Si el maestro Antonio Burgos, cuando entonces, reivindicaba el andalucismo cultural afirmando que esta tierra andaba tan sobrada de elementos diferenciales que se los prestaba al resto de España, hoy podemos lamentar la lampante “madrileñización” de la vida nacional, singularmente de la política nacional.

El meteorito Alvise Pérez, vislumbrado a través del telescopio de los más sagaces encuestadores, impactó en las instituciones europeas ahondando en el socavón de extravagancia que en su día horadaron Ruiz Mateos, Jesús Gil y el mismísimo Pablo Iglesias, del que no se distancia tanto como parece.

La biografía del europarlamentario revela que es sevillano, de acuerdo, pero su argumentario de brocha gorda e inconsistencia intelectual lo convierten en ejemplo acabado de matonismo mesetario, que es lo que pega hoy en los medios de comunicación y su excrecencia posmoderna, las redes sociales.

Otra ilustre paisana, Marisú Montero, dignificó esta semana la vicepresidencia del Gobierno en la sede de la soberanía nacional con un surtido de muecas vitivinícolas dedicadas a la oposición, más el corolario de un “¡cabrón!” bien legible que salió de sus labios, más vomitado que dicho.

Los meridionales, excuso decirlo, nos insultamos con más fineza. «Parece Carlos II vestido de Mariquita Pérez», deslizó el malévolo Alfonso Guerra sobre Soledad Becerril, que no era cualquiera, sino la primera mujer ministra tras la instauración de la democracia.
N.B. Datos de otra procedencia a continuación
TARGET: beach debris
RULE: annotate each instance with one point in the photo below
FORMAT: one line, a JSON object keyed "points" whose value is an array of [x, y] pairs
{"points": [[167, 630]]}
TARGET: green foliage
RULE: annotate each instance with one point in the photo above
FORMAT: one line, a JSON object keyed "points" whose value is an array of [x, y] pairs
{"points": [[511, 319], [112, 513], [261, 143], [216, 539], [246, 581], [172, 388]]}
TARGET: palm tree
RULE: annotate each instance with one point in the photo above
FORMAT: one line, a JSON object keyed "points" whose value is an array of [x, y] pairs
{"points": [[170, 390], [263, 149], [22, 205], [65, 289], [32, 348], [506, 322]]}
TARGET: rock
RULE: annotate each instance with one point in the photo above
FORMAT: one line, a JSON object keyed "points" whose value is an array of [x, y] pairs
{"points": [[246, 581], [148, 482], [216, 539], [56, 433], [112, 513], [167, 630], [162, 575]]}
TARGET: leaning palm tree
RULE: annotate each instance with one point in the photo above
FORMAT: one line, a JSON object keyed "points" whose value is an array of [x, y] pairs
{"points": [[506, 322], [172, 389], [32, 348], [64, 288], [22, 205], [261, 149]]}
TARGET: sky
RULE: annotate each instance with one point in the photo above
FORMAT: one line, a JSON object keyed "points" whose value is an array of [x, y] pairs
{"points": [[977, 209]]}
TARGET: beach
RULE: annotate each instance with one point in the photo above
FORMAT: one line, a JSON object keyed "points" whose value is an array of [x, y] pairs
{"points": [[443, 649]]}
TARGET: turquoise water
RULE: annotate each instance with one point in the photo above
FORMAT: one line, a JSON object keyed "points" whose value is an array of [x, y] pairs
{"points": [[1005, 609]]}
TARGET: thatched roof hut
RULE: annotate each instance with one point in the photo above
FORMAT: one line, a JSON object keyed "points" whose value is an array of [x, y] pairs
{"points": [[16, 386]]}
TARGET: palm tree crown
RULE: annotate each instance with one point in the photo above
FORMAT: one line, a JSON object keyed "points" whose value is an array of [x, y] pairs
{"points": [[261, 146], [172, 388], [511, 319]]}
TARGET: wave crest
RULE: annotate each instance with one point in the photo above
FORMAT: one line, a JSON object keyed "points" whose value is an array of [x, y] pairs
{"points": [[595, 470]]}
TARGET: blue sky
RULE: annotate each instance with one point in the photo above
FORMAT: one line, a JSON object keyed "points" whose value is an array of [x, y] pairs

Claro que si uno no sabe quién fue el rey hechizado o lo confunde con una marca de brandy… Ni siquiera los nacidos en el Sur, o sea, tienen hoy por lengua un estilete florentino.

Madrid, con sus bares de gallinejas y vino peleón, ha impuesto en toda España sus modos navajeros, su chulería de mentón alzado y escupitajo por el colmillo.